Ouvert en septembre 1999, l’Utopia Saint-Siméon, qui fête ses 20 ans, est le seul cinéma art et essai du centre-ville de Bordeaux. Il bénéficie des trois labels de distribution art et essai (Jeune Public, Recherche et Découverte, Patrimoine et Répertoire) et fait partie du réseau Europa Cinémas (soutien à la distribution à l’échelle européenne).
C’est dans les murs d’un ancien édifice religieux, l’église Saint-Siméon (XIVe siècle), que le cinéma Utopia de Bordeaux a vu le jour. Un écrin atypique pour ses cinq salles, pouvant accueillir 555 spectateurs. Si le lieu est unique, il est raccord avec le style des autres salles du réseau Utopia. « Dans toutes les salles Utopia, il y a des tableaux, des statues, de la décoration autour de l’écran, très art nouveau… ça fait vieux théâtre, c’est une atmosphère chaleureuse. C’est ça, l’identité du lieu. Ce n’est pas froidement gris ou impersonnel, » souligne Stephen Bonato, l’un des responsables des lieux.
Inauguré le 20 septembre 1999, avant d’être ouvert au public neuf jours plus tard, l’Utopia de Bordeaux peut compter sur deux parrains prestigieux : Jean-Pierre et Luc Dardenne. La première projection au public, c’était leur film Rosetta, qui leur a valu leur première Palme d’or. Les cinéastes belges étaient venus à cette occasion à l’Utopia de Bordeaux présenter leur film. « Ce sont des amis depuis longtemps, des amis que l’on ne voit pas fréquemment, mais une amitié à laquelle nous sommes très sensibles », déclarait alors Jean-Pierre Dardenne dans les colonnes du quotidien Sud-Ouest.
Un fonctionnement coopératif
L’autre particularité de l’Utopia de Bordeaux vient de son mode de gestion. « La salle Utopia est une SCOP, une société coopérative : dix des douze salariés ont des parts dans l’entreprise, et chacun est décisionnaire. Les décisions sont mises au vote, chacun possède une voix », explique Stephen Bonato. Et chacun maîtrise tous les postes clés du cinéma : caisse, projection, accueil... Autre choix important : il n’y a pas de confiserie, alors qu’il s’agit d’une source de revenus non négligeable pour une salle de cinéma. En fait, « le seul revenu vient du ticket de cinéma », insiste Stephen Bonato. Quant au café du cinéma, il est loué à des sous-traitants, à un tarif volontairement bas.
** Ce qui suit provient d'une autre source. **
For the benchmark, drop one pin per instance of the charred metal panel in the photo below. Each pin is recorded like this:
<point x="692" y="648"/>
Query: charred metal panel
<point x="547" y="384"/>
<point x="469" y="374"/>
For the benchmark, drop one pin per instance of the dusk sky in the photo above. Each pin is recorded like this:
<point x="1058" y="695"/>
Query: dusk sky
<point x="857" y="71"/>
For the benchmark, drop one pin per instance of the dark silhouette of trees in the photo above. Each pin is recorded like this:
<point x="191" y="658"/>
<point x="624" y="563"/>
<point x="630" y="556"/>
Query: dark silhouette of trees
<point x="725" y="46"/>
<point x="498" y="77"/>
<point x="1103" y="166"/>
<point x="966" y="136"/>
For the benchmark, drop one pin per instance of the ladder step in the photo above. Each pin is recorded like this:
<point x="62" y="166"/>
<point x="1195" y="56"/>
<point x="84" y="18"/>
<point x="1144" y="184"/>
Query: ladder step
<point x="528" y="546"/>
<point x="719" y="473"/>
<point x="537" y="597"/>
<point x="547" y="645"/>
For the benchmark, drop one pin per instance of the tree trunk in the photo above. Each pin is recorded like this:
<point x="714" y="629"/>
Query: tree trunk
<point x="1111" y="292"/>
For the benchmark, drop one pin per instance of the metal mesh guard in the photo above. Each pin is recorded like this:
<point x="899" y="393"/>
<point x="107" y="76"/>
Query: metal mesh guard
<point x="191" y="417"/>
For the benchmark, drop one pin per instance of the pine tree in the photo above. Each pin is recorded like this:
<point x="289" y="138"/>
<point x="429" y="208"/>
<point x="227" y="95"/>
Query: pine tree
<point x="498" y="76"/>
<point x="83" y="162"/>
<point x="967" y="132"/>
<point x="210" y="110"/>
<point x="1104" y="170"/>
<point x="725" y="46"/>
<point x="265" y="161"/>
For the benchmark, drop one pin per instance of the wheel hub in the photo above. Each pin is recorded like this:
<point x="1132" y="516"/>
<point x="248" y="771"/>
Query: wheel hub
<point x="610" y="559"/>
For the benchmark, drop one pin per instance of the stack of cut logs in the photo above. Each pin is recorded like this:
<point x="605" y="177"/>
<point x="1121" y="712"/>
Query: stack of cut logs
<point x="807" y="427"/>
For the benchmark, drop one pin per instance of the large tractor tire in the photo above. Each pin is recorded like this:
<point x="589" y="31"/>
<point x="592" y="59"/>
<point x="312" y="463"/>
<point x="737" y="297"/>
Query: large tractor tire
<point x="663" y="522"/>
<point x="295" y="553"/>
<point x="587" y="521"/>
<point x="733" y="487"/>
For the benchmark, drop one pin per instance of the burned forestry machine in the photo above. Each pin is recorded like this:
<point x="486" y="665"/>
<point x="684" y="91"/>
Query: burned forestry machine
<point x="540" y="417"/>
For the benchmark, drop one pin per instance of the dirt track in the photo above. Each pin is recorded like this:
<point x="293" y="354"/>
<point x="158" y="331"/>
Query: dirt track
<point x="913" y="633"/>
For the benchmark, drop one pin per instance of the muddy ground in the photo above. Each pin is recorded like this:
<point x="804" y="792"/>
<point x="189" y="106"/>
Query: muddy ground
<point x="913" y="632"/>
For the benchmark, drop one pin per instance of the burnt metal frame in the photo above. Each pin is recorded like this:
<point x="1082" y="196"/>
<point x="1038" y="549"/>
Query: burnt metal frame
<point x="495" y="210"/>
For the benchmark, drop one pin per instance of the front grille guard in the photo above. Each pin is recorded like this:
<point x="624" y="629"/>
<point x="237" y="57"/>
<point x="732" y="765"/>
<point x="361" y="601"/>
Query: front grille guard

Cet esprit coopératif et d’échange fait partie intégrante de la philosophie de l’Utopia de Bordeaux. « Notre métier, c’est partager des films, des goûts. On conseille les habitués, c’est formidable, cela donne du sens à ce que l’on fait », s’enthousiasme Stephen Bonato. La salle sert aussi de lieu de rencontre et d’événements pour différentes associations. Une dernière preuve de la fidélité réciproque entre la salle et son public : l’existence d’une association de spectateurs, Les Amis d’Utopia, qui remettent chaque année un prix à leur film préféré : en 2018, c’est L’Amour flou de Romane Bohringer et Philippe Rebbot qui avait été récompensé.
Le dialogue entre spectateurs et responsables de la salle passe également par une revue : La Gazette, mise en page comme un journal de la Belle époque (avec gravures en noir et blanc), qui permet de se tenir au courant des sorties et événements des salles. Disponible en papier partout sur Bordeaux (et en téléchargement sur le site), « c’est un élément très, très important de l’identité des cinémas Utopia », explique Stephen. Dans le même esprit coopératif, la gazette est financée intégralement par les publicités insérées dans ses pages. Les informations sont communes à toutes les salles du réseau Utopia, à l’exception de la salle de Saint-Ouen-L’Aumône, trop éloignée géographiquement. « De plus, les salariés écrivent presque tous les textes de la gazette, selon leur envie de parler des films », précise Stephen Bonato.
Enfin, si l’Utopia de Bordeaux occupe une place particulière dans le réseau, c’est que c’est ici que l’impulsion est donnée et que les films à programmer sont suggérés à trois autres salles Utopia (Avignon, Toulouse, Montpellier). Chaque salle conserve sa liberté et a le pouvoir de programmer les films de son choix.